\(C(WO,\infty)\):  Every well orderable set of non-empty sets has a choice function. Moore, G. [1982], p 325.

\(DC(\omega)\) (DC), Principle of Dependent Choices: If \(S\)  is  a relation on a non-empty set \(A\) and \((\forall x\in A) (\exists y\in A)(x S y)\)  then there is a sequence \(a(0), a(1), a(2), \ldots\) of elements of \(A\) such that \((\forall n\in\omega)(a(n)\mathrel S a(n+1))\).  See Tarski [1948], p 96, Levy [1964], p. 136.

\(C(WO,WO)\):  Every well ordered family of non-empty, well orderable sets has a choice function.

\(DC(\aleph _{1})\):  Given a relation \(R\) such that for every  subset \(Y\) of a set \(X\) with \(|Y| < \aleph_{1}\) there is an \(x \in  X\)  with \(Y \mathrel R x\), then there is a function \(f: \aleph_{1} \rightarrow  X\) such that \((\forall\beta < \aleph_{1}) (\{f(\gamma ): \gamma < b \} \mathrel R f(\beta))\).

\(MC(\infty,\infty)\) \((MC)\), The Axiom of Multiple Choice: For every set \(M\) of non-empty sets there is a function \(f\) such that \((\forall x\in M)(\emptyset\neq f(x)\subseteq x\) and \(f(x)\) is finite).

\(PW\):  The power set of a well ordered set can be well ordered.

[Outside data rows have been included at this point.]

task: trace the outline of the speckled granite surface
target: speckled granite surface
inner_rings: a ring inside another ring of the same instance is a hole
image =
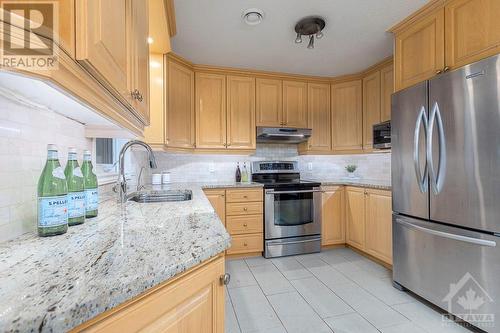
[[[0,331],[63,332],[230,246],[202,188],[172,184],[185,202],[101,203],[99,216],[60,236],[0,244]]]
[[[338,178],[338,179],[314,179],[307,178],[306,180],[320,182],[324,186],[336,186],[336,185],[346,185],[346,186],[357,186],[364,188],[373,188],[378,190],[391,190],[390,181],[380,181],[380,180],[370,180],[362,178]]]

\(D_{\aleph_{0}}\): Every non-well-orderable set is the union of a pairwise disjoint, well orderable family of denumerable sets.  (See note 27 for \(D_{\kappa}\), \(\kappa\) a well ordered cardinal.)

Every non-well-orderable set has an infinite, Dedekind finite subset.